Petitioner previously commenced RPTL article 7 proceedings to contest the assessment of its property in the Town of Glenville, Schenectady County, for the tax years 1987-1988 through 1991-1992. Those proceedings were resolved in No*793vember 1991, and the parties entered into a written stipulation of settlement, inter alia, fixing the assessment on the property for the 1988-1989 to 1990-1991 tax years at $3,275,000, referred to as the "normal” or "base” assessment, and for the 1992-1993, 1993-1994 and 1994-1995 tax years at $2,900,000. With regard to the latter tax years, the instrument further provides that, in the event of a "general reassessment of all or substantially all of the tax lots in [the] Town for any of [the] tax years, the assessment * * * shall be $2,900,000 multiplied by the announced ratio of assessed value to full value”. Finally, the agreement prohibits petitioner from contesting the 1992-1993 to 1994-1995 assessments of the property "provided that the assessment of such property is not increased from that provided in this stipulation”, the only qualification being that if a portion of the property is demolished or destroyed by fire or other casualty loss and the assessor fails to "reduce the assessment in accordance with statutory provisions”, petitioner is entitled to bring an RPTL article 7 proceeding for such relief. Petitioner nonetheless brought this RPTL article 7 proceeding to contest its 1993-1994 assessment. Respondents moved to dismiss the proceeding as barred by the November 1991 stipulation. Petitioner countered that, because of a reduction in the State equalization rate from 100% to 72.65%, there has been a 37% increase in the effective assessment of the property, an event not contemplated by the parties to the stipulation. Finding that the stipulation, which was drafted by petitioner, clearly and unambiguously barred the proceeding, Supreme Court granted respondents’ motion. Petitioner now appeals.
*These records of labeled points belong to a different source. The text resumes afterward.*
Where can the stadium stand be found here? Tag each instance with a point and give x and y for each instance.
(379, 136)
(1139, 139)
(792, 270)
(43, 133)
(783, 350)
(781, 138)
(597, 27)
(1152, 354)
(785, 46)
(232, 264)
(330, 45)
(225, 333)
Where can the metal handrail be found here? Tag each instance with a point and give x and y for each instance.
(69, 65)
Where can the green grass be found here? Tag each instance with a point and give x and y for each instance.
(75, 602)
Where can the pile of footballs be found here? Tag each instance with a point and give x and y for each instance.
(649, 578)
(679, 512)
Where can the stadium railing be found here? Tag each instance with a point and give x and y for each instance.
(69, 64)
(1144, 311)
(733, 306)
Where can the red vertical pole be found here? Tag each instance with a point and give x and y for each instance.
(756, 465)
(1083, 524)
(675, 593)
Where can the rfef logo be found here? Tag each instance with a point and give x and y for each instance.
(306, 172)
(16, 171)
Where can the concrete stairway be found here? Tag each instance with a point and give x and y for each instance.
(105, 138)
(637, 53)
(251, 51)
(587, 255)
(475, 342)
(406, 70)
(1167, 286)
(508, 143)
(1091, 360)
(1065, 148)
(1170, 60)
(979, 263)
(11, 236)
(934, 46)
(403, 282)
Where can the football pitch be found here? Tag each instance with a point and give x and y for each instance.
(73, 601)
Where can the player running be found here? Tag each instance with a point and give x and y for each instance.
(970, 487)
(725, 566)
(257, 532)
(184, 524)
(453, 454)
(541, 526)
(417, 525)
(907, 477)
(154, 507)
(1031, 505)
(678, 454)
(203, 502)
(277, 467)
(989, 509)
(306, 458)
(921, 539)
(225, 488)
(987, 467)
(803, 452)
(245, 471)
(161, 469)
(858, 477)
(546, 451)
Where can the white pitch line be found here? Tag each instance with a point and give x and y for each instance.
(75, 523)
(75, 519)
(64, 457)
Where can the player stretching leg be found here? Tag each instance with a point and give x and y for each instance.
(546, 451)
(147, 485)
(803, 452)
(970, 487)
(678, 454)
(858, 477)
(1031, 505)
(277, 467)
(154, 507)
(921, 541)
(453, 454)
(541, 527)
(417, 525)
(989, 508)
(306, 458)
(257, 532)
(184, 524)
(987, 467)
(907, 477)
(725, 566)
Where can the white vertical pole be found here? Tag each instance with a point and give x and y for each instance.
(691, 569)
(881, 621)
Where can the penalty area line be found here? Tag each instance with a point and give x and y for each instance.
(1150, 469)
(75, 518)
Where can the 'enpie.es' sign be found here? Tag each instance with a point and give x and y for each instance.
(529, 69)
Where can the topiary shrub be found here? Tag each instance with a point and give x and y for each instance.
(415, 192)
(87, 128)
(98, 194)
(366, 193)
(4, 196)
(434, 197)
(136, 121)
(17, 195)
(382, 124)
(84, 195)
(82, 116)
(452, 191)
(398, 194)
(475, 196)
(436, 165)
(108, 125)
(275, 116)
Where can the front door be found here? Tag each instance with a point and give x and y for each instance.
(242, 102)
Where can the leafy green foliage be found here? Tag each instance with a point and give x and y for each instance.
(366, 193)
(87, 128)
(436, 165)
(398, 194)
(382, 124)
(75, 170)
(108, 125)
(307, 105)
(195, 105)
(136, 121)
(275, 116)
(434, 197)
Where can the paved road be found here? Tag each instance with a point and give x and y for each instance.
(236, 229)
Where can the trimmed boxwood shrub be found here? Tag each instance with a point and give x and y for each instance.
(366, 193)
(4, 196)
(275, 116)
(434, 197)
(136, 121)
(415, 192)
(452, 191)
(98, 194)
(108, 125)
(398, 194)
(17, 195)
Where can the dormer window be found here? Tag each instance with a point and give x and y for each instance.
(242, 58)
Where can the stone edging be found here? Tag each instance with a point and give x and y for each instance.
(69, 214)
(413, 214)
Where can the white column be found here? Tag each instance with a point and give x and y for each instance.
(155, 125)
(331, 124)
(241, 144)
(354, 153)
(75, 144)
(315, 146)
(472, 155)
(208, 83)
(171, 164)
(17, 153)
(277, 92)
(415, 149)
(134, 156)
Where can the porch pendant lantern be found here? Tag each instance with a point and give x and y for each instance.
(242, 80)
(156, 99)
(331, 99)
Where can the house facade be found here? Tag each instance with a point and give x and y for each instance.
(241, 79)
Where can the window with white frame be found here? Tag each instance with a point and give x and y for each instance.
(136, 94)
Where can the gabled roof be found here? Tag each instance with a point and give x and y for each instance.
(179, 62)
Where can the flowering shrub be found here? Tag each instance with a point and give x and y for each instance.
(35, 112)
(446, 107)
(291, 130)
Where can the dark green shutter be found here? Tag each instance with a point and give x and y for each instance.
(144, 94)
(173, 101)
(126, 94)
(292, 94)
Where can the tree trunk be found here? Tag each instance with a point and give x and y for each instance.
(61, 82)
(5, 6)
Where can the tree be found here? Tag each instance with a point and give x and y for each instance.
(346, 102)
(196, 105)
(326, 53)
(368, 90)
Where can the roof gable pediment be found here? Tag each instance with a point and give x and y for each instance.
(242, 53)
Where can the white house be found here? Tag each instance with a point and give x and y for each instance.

We affirm. Although not one of the contingencies stated in the parties’ stipulation has occurred, by its imaginative redefinition of the word "assessment” (see, RPTL 102 [2]; 522 [2]; compare, RPTL 102 [19]) to mean "full market value”, petitioner would have us grant it precisely the relief the contract limits to the case of a Town-wide reassessment, i.e., reduction of the stipulated assessment in direct proportion to the change in the announced ratio of assessed value to full value, upon a showing of nothing more than a decrease in the applicable State equalization rate. Fundamentally, "[a] court may not rewrite into a contract conditions the parties did not insert” (Marine Assocs. v New Suffolk Dev. Corp., 125 AD2d 649, 652) or, under the guise of construction, "remake a contract to implement an unexpressed intention” (22 NY Jur 2d, Contracts, § 190, at 26; see, Slatt v Slatt, 64 NY2d 966).
*794Cardona, P. J., Mikoll, Casey and Peters, JJ., concur. Ordered that the order is affirmed, without costs.